Когда за Жуком закрылась дверь, Дичковский и Пищиков подошли к географической карте, висевшей на стене. От моря до моря над освобожденными городами стояли маленькие красные флажки. На юге флажки далеко забежали на запад, потом отступили снова на восток и остановились у Перекопа.
- Пищиков,- генерал показал на запад от Минска,- нам надо сюда. Отстаем от других фронтов.
- Да-а... Работенки тут будет,- ответил Пищиков, всматриваясь в район Барановичей.- Хватит всем...
Дичковский оделся, поправил на голове шлемофон.
- Все-таки мы правильно сделали, что послали материал на Степанова. Давно заслужил Героя. Высылайте лист и на Васильева. Наградим. Проследи, чтобы Михолап не задержал. Важно человека своевременно поругать, а еще важнее наградить, если он этого заслуживает.
- Так точно.
Вышли из КП на двор. Над лесом взошел месяц и посеребрил все вокруг. Мороз крепчал. Длинные тени от самолетов протянулись по взлетной полосе.
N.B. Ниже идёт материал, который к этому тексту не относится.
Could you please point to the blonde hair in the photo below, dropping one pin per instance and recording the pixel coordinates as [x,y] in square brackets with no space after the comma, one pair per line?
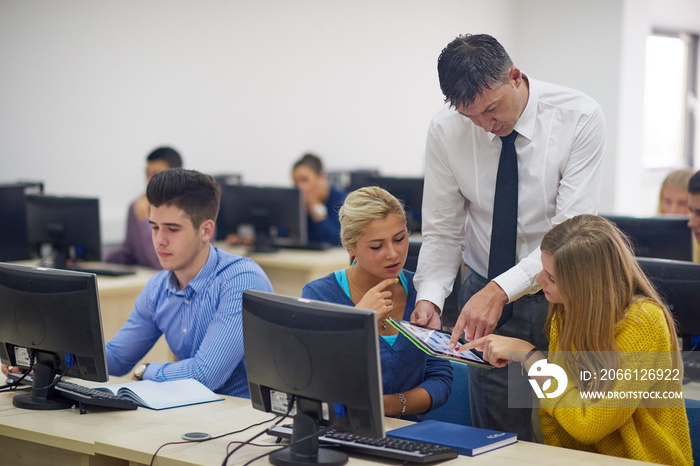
[598,279]
[678,179]
[361,207]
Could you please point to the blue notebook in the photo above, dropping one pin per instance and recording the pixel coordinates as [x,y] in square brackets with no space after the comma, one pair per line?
[466,440]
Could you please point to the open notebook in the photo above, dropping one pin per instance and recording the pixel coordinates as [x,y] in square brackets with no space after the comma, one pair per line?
[163,395]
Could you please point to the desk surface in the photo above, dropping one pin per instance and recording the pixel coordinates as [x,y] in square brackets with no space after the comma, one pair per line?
[113,437]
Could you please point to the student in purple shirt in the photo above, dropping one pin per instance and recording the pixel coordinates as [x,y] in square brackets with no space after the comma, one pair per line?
[322,201]
[137,248]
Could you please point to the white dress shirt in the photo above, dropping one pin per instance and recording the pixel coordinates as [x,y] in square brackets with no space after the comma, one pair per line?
[560,148]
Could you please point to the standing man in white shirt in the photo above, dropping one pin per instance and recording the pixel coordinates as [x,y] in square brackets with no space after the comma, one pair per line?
[559,144]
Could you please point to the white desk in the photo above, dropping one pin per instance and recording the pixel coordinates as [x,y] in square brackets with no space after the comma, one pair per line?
[131,437]
[290,269]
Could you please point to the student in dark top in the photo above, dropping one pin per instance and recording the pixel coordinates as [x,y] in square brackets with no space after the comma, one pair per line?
[322,201]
- Эх, ночка! - вздохнул Дичковский. - Кабы не снег да не мороз, сказал бы, что опять очутился под Мадридом.
- Чудесная ночь,- согласился Пшциков.- Пойдемте ужинать, товарищ генерал.
- Спасибо. Дома поужинаю.
Дичковский подошел к своему самолету, сел в кабину. Пищиков взялся за конец лопасти винта.
- Контакт!
- Есть контакт! - ответил генерал из кабины.- От винта!
- Есть от винта!
Пищиков резко дернул лопасть пропеллера и отскочил в сторону.
Мотор сразу заработал, погнал назад искристую снежную пыль.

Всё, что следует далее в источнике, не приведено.